La primera vez que Harry vio a Anna fue en su cumpleaños número ocho. Lo recuerda por varias razones: primero, era la única niña (aparte de su hermana) que estaba invitada a saltar en su cama elástica con el resto de su equipo de soccer. Cuando su madre se lo dijo se negó completamente, pero aun así lo hizo. Su familia acababa de mudarse al vecindario y no tenía amigos, así que los padres de ambos creyeron que sería buena idea juntarlos (y tuvieron razón, a medias).
La segunda razón: a Harry le gustó casi desde el primer instante. Estaba usando una camiseta de Johnny Bravo y sostenía un gran regalo en sus brazos. Para un niño de ocho años aquello resultaba atractivo.
Y Anna era bonita. Tenía el cabello recogido en dos trenzas y usaba tenis como los suyos, en vez de zapatillas como Gemma.
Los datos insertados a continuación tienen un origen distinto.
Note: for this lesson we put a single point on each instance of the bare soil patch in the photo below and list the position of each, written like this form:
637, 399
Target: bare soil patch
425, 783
Cuando empezaron a pasar tiempo juntos Harry descubrió que era tan divertida y tonta como cualquier otro de sus amigos varones, pero mejor, porque cuando Anna reía o lo tocaba por error, sentía vértigo entre su pecho y su estómago, cosa que no sentía con nadie más.
Y la tercera razón de por qué recuerda ese día con tanto detenimiento (la canción que sonaba, la risa de sus amigos, el fastidio que sentía porque una niña estuviera en su fiesta y cómo se evaporó radicalmente cuando sus miradas se encontraron) es obvia: cuando alguien llega a significar tanto en tu vida te ves obligado a reconstruir el momento donde justo empezó todo. En los atolladeros de la memoria hay algunas cosas que requieren un contexto.
Pero ahora que Anna entraba por la puerta de su casa acompañada de sus padres, todo sus recuerdos de la niñez se vieron chocando contra sí, causando corto circuito. Si no estuviera seguro de que fuera imposible, juraría que humo saldría de sus orejas.
Quizás el fino suéter rojo de cuello alto que llevaba puesto cumpliera la misma misión que la camiseta de Johnny Bravo de hace dieciocho años, porque Harry volvió a experimentar una sensación vertiginosa en todo su ser.
Aquello no pintaba nada bueno.
—Anna, querida, ¡mira qué bonita estás! —exclamó su madre mientras la atraía a apretujoso abrazo.
Harry se distrajo con los abrazos que Holly y Richard, los padres de Anna, le daban a él y a Gemma. Se veían exactamente igual que antes, salvo por un par de nuevas arrugas. Los Rothwell se mudaron hace algunos años a Irlanda por asunto de negocios, pero lo saludaban y pellizcaban de las mejillas con la misma familiaridad de alguien a quien se ve todos los días.
Después Gemma corrió y abrazó a Anna como a él le habría gustado hacerlo. Sabía que seguían en contacto y a veces se veían. Lo que a Harry no le gusta de Instagram es que con frecuencia se entera de cosas de las que prefería no enterarse.
—Vamos a la cocina—expresó Anne con una sonrisa, feliz de tener a sus amigos y a su familia en casa—. Tomemos un poco de ponche.
Y los tres adultos desaparecieron detrás de él. Gemma se removió incómoda, dándose cuenta de que era ella la intermediaria en esa situación. El punto medio entre los dos. El puente que pretendía conectar Isla Harry con Isla Anna.
A Gemma no le gustaba ser ninguna de esas cosas, así que optó por decir:
—Bueno, iré a por un poco de ese ponche—y largarse.
Harry y Anna quedaron juntos en la misma habitación después de diez años.